2. The method according to claim 1, wherein said detection for at least one sensor node of which physical quantities are detected via said respective surrounding sensor nodes of said sensor network comprises the steps of:

sending to said surrounding sensor nodes a request; and

receiving from said surrounding sensor nodes information that enables identification of which physical quantities are detected via said respective surrounding sensor nodes.

3. The method according to claim 2, comprising the steps of:

determining for said at least one sensor node the identifications of the respective surrounding sensor nodes; and

sending to each surrounding sensor node of said surrounding sensor nodes a respective request.

4. The method according to claim 1, wherein each sensor node of the plurality of sensor nodes discloses at pre-set instants information that enables identification of which physical quantities are detected via the sensor node.

5. The method according to claim 1, comprising the step of:

setting for a plurality of physical quantities that can be detected via said sensor network respective configuration parameters identifying respective service densities or respective monitoring resolutions.

6. A sensor node for a sensor network comprising a transceiver for a wireless communication, at least one sensor configured for detecting physical quantities, and a control unit configured for:

detecting which physical quantities are detected via respective surrounding sensor nodes of said sensor network;

verifying whether said sensor node comprises a sensor configured for detecting a physical quantity that is also detected via one of said respective surrounding sensor nodes; and

determining, according to a configuration parameter identifying a service density or monitoring resolution, whether said detection of said physical quantity that is also detected via said respective surrounding sensor nodes must be activated or de-activated.

7. The sensor node according to claim 6, wherein said control unit is configured for:

receiving via said transceiver said configuration parameter identifying a service density or monitoring resolution.

8. The sensor node according to claim 6, wherein said transceiver is a Wireless Fidelity transceiver.

9. A sensor network comprising a plurality of sensor nodes according to claim 6.

10. A computer program product that can be loaded into the memory of at least one computer and comprises portions of software code for implementing the method according to claim 1.

11. The sensor node according to claim 7, wherein said transceiver is a Wireless Fidelity transceiver.

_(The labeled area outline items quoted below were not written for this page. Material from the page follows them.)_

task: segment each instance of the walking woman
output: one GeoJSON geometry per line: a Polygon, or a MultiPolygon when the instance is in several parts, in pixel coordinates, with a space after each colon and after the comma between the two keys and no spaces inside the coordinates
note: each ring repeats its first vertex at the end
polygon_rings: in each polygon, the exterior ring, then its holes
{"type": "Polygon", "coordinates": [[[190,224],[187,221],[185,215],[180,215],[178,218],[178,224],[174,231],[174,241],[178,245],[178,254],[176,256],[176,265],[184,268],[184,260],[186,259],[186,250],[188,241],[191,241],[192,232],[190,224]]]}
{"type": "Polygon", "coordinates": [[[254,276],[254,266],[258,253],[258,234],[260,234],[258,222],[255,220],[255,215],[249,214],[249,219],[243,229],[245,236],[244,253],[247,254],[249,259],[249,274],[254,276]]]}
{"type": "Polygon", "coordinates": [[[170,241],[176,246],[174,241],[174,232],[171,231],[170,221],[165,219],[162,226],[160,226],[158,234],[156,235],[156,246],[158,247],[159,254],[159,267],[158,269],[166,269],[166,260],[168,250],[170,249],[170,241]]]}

12. A sensor network comprising a plurality of sensor nodes according to claim 7.

13. A sensor network comprising a plurality of sensor nodes according to claim 8.

14. A computer program product that can be loaded into the memory of at least one computer and comprises portions of software code for implementing the method according claim 2.

15. A computer program product that can be loaded into the memory of at least one computer and comprises portions of software code for implementing the method according claim 3.

16. A computer program product that can be loaded into the memory of at least one computer and comprises portions of software code for implementing the method according claim 4.

17. A computer program product that can be loaded into the memory of at least one computer and comprises portions of software code for implementing the method according claim 5.